Some of the top positive keywords are not surprising, and would appear unlikely to be title- or genre-specific. These include ‘recommend’ (which appears in the top positive keyword lists for both IoL and WT), ‘great’ (which appears in IoL’s), and ‘highly’ (which appears in WT’s). The appearance of ‘beautifully’ (IoL and WT) and ‘beautiful’ (IoL), however, might suggest something more specific about the evaluative criteria in relation to which ‘literary’ novels are valued, orientating towards them as aesthetic artefacts (as opposed to entertaining experiences).
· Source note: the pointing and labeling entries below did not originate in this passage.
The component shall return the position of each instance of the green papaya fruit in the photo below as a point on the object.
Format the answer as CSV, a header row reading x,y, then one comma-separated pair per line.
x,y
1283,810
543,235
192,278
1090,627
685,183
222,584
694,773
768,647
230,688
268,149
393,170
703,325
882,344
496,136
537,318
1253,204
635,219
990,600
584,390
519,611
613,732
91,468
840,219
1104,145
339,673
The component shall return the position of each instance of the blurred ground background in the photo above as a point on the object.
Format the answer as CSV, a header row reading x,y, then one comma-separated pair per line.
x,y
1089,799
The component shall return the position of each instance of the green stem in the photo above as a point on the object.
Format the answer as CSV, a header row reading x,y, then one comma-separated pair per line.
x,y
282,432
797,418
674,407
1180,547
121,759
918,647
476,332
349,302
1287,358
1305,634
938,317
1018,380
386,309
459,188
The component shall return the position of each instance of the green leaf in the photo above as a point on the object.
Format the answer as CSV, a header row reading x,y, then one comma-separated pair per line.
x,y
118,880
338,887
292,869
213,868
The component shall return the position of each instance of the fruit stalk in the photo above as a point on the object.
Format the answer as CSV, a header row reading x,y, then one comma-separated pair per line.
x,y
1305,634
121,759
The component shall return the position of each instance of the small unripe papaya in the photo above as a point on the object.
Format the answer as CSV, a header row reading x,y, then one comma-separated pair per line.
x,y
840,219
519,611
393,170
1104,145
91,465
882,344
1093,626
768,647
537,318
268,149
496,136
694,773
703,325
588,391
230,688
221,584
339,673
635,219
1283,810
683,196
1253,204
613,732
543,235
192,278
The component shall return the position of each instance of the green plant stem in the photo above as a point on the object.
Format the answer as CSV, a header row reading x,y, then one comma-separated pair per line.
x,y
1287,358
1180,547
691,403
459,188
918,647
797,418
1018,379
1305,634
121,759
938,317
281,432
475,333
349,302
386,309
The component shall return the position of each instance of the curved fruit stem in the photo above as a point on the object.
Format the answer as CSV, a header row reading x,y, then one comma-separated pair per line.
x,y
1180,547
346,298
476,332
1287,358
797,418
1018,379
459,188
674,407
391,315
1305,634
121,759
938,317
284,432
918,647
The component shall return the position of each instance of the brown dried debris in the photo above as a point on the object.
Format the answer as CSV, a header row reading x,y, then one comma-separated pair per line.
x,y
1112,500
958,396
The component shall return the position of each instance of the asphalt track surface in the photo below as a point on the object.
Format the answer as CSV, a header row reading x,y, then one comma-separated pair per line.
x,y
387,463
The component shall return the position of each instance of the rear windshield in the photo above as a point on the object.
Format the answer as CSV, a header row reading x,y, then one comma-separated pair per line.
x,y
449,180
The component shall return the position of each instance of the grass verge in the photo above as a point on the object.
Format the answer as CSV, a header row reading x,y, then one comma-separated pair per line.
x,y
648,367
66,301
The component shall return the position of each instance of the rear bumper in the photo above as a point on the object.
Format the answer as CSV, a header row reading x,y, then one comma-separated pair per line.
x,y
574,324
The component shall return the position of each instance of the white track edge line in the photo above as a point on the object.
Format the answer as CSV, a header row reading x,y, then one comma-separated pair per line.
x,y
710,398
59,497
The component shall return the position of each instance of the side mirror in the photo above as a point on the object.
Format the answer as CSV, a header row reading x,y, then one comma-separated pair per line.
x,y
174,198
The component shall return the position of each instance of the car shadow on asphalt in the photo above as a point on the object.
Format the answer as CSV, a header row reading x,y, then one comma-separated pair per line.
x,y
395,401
Other words used to evaluate the two writers’ artistry included ‘create’ (IoL), ‘describe’ (WT), ‘picture’ (WT), and ‘draw’ (WT; this usually referred either to how the characters were ‘drawn’ or to how the narrative technique ‘draws’ the reader into the world of the book, or ‘draws’ him or her back to the book itself). ‘Love’ (WT) generally referred to the reader’s feelings for the book or (sometimes) its main character. Interestingly, ‘funny’ only appeared as a keyword for WT, although both books contained comedic elements.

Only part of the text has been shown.